Aconseja la retórica evitar los argumentos largos y complicados. No se trata de producir la convicción propia de un razonamiento científico o de una demostración matemática. La retórica se conforma con menos. La ciencia demuestra; la retórica persuade. Aquella con proposiciones lógicas, absolutas y necesarias; ésta con lo contingente y lo verosímil. Y para ello basta con emplear argumentos sencillos, formados por razonamientos elípticos, condensados, en los que se omiten muchos pasos que podrían hacer tediosa la exposición. A este razonamiento simplificado se le denomina entimema (2)…
Si no se quiere abusar de la palabra retórica, habrá que asociarla inseparablemente a los conceptos de verdad y de honradez y denominar sofistas a los que sostengan que esas dos nobles realidades son susceptibles de transacción o componenda. La pericia en el uso del idioma, si no va unida a la veracidad, se convierte inmediatamente en instrumento de manipulación de las personas. El que engaña a otro, lo desinforma y lo incomunica; no lo trata como persona, como a un igual. «El que es capaz de embaucarnos con un juego de palabras –dice John Dennis en Gentelman’s magazine-, también será capaz de robarnos la cartera» (3). Por eso, puede afirmarse con el filósofo alemán Josef Pieper que todo abuso del lenguaje es un abuso de poder.Aunque la exigencia de veracidad es un postulado retórico y ético que nadie se atreve a discutir a nivel teórico, con frecuencia vemos que en la práctica dista mucho de regular la actividad humana. Magna qua stio est de mendacio, grave problema es este de la mentira, se lamentaba Agustín de Hipona. Sin embargo, es de absoluta necesidad fomentar y defender la pasión por la verdad en todos los ámbitos de la sociedad. Es la propia comunidad humana en cuanto tal la que se tambalea cuando la mentira sofística se adueña de las relaciones interpersonales. «No hay sociedad duradera –pudo afirmar Tomás de Aquino- si sus miembros no se dan crédito los unos a los otros» (4).Y hoy día abundan demasiados síntomas de que asistimos a una devaluación de la palabra, a una inflación lingüística, como ha sabido muy bien diagnosticar el ensayista francés Jacques Ellul en su obra La parole humilié.
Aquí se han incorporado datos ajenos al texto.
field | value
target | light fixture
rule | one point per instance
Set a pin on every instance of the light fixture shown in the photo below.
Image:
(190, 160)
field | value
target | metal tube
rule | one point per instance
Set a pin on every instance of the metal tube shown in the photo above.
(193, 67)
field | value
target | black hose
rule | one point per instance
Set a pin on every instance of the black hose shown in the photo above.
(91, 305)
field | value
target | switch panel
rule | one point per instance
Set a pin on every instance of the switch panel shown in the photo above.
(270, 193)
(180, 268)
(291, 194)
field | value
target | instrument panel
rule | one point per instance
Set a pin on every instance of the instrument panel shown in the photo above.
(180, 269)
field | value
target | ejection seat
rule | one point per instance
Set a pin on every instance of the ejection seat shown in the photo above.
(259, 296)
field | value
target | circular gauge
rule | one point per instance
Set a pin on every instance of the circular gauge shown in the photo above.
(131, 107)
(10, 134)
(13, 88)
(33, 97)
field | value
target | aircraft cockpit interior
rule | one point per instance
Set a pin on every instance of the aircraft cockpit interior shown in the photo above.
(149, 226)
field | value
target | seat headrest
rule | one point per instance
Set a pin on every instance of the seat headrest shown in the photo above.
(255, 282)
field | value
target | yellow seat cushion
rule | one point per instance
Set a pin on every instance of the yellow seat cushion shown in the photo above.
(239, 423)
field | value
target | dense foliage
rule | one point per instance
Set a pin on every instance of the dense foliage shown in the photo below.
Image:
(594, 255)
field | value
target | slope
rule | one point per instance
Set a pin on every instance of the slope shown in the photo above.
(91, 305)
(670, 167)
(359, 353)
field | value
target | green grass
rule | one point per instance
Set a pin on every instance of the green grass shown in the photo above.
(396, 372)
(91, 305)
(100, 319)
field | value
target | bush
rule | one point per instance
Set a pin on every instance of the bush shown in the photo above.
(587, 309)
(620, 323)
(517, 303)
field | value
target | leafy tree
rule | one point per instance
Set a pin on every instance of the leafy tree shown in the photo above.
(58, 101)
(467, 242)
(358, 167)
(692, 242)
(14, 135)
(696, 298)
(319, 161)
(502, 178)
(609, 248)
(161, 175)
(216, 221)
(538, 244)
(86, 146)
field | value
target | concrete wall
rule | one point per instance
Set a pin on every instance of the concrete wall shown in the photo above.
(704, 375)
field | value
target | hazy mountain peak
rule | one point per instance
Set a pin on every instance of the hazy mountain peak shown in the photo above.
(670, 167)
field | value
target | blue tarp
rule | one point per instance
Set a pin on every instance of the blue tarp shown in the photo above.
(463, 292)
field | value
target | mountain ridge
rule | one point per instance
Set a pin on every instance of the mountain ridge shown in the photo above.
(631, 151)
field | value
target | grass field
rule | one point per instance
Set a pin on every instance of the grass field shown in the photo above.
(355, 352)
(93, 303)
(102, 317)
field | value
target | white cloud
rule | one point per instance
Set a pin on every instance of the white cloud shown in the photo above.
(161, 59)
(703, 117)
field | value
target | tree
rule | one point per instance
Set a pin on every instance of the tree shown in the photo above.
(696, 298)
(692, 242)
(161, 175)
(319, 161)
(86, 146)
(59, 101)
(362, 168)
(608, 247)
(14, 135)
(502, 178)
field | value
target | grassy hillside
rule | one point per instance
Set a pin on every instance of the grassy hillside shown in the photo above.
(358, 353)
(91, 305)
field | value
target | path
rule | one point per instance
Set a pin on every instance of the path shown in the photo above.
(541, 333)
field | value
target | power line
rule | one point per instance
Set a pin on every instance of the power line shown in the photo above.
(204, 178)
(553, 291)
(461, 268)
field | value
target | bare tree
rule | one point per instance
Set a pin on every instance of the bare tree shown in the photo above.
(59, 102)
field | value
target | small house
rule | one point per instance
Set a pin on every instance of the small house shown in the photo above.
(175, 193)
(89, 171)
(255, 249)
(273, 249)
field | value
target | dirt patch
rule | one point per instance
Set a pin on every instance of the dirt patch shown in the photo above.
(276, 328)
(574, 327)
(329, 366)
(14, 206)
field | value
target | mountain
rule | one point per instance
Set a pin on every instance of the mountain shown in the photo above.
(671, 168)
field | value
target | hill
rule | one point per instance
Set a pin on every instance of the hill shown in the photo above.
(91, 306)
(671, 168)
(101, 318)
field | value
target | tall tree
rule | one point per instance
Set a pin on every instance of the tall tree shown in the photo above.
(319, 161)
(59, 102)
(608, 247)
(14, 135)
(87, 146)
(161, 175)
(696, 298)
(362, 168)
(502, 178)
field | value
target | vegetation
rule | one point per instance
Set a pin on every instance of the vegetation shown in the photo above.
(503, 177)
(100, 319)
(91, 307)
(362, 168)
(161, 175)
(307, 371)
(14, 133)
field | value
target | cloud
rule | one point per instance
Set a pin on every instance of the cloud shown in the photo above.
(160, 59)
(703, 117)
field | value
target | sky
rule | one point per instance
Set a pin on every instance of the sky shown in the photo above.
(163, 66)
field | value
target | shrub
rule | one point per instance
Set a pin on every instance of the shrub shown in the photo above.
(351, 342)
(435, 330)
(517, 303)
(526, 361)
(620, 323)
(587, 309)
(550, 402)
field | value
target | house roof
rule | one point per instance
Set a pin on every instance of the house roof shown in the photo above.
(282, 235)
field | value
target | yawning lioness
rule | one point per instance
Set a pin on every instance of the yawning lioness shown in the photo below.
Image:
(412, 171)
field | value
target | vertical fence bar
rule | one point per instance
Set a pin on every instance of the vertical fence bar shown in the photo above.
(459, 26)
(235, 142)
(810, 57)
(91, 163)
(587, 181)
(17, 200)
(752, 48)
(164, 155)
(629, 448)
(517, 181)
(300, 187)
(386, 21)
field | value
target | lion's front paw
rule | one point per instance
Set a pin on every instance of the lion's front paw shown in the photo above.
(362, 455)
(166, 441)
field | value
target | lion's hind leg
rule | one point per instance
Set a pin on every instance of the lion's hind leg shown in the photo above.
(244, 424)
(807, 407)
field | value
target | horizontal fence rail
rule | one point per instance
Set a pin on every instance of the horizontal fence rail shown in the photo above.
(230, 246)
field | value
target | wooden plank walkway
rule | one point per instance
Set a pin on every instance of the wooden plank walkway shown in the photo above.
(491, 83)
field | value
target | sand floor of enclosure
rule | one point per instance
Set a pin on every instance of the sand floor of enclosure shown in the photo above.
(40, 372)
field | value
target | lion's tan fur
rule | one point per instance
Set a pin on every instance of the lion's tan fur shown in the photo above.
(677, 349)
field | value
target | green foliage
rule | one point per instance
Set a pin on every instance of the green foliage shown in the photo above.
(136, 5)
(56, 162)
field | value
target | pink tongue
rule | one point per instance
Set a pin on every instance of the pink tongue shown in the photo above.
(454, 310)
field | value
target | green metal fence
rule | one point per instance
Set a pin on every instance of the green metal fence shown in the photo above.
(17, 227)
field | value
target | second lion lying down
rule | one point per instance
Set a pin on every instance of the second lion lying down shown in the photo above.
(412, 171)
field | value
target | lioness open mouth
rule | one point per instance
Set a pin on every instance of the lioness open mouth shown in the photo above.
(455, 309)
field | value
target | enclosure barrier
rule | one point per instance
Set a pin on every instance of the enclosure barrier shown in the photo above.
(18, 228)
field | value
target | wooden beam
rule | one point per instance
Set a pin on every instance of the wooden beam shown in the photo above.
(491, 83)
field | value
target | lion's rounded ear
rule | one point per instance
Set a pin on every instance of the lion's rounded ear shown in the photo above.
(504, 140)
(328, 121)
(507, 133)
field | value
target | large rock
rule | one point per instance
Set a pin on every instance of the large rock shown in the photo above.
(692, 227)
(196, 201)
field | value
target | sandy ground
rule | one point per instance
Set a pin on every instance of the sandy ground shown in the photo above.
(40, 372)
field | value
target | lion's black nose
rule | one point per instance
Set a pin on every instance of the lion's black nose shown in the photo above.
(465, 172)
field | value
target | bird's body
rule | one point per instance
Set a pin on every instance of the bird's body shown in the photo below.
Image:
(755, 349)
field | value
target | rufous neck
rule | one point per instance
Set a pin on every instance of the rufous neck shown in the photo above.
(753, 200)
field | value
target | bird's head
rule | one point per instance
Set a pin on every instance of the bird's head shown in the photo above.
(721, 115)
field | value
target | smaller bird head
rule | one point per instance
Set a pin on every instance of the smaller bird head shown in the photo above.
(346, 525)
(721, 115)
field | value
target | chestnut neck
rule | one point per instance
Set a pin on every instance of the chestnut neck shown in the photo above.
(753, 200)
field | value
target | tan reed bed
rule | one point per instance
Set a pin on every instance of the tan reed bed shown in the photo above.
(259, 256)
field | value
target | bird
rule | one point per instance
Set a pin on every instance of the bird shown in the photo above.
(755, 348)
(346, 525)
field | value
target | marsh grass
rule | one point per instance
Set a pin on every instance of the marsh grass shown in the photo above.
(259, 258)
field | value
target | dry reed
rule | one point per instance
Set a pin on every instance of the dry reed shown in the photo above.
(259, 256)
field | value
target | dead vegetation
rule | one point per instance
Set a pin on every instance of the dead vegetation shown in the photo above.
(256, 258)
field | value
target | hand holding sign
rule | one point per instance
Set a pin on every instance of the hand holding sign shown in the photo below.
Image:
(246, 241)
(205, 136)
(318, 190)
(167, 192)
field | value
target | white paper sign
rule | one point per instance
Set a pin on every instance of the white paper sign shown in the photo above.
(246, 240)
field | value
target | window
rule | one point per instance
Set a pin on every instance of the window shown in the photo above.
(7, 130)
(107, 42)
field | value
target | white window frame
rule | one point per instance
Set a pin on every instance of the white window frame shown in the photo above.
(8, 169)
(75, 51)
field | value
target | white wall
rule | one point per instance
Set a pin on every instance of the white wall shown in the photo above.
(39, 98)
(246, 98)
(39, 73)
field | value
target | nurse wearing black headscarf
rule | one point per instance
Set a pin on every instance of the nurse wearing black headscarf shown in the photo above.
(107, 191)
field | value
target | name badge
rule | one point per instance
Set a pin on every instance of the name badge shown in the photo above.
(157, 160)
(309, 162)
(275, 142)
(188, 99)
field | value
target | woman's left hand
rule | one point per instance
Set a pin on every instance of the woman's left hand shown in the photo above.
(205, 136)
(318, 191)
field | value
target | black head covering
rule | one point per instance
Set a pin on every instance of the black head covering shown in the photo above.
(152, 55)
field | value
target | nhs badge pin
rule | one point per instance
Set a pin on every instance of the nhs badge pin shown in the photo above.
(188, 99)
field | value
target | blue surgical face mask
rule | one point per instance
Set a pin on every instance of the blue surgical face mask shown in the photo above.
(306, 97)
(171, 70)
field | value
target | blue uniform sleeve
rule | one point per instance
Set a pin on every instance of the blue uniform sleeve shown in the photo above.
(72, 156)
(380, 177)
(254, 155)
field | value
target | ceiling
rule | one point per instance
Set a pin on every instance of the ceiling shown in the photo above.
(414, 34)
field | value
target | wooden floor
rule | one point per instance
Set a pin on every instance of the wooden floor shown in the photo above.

Hay que poner de moda la verdad. Guy Durandin ha enumerado incluso razones de estrategia para demostrar que ir con la verdad por delante es siempre la mejor solución: «Porque generalmente es más sencillo decir la verdad que construir una mentira; porque se corre menos riesgo de ser desmentido; y porque se adquiere así cierta fama de credibilidad» (5).
Urge cerrar el hiato existente entre retórica y verdad, entre persuasión y honradez. Urge, por eso mismo, volver a los clásicos de la retórica, para quienes no existía ese divorcio, auténtica piedra de toque para diferenciar a los oradores de los sofistas. El orador, el maestro en el arte de la retórica, aunaba en su persona un escrupuloso respeto por la realidad –sin el cual no hay respeto a los demás- y una consumada destreza en el uso del lenguaje. Era el vir bonus dicendi peritus, como definía Catón al orador (6). Y la retórica no es otra cosa que ars bene dicendi, el arte del bien decir; pero -advierte Quintiliano- no hay bien decir sin bien pensar, ni bien pensar sin rectitud (7).(*)Manuel Casado Velarde - catedrático emérito de
Lengua española en la Universidad de Navarra-: El arte de decir y convencer. Prólogo del libro La publicidad ese impulso dinámico de
Clemente Ferrer Roselló, publicado en la revista Nuestro Tiempo, número 377,
noviembre de 1985
(1) Mortimer J. Adler: How yo speak, how to listen.
Editorial: Macmillan, Nueva York, 1983
(3) John Dennis (1657-1734): “A man who could make so vile a
pun would not scruple to pick a pocket.” In The
Gentleman's Magazine (1781). Extraído de https://www.oxfordreference.com/display/10.1093/acref/9780191866692.001.0001/q-oro-ed6-00003554
(4) Santo Tomás de Aquino: Escritos catequísticos, Exposición de los dos mandamientos del amor
y de los diez mandamientos de la ley, §11: Segundo mandamiento, en la página
109 del texto reproducido en http://www.traditio-op.org/biblioteca/Aquino/Escritos_Catequisticos_Sto%20Tomas_de_Aquino_OP.pdf
(6) De Marco Porcio Catón –Catón el Viejo- (234-149 a. C.).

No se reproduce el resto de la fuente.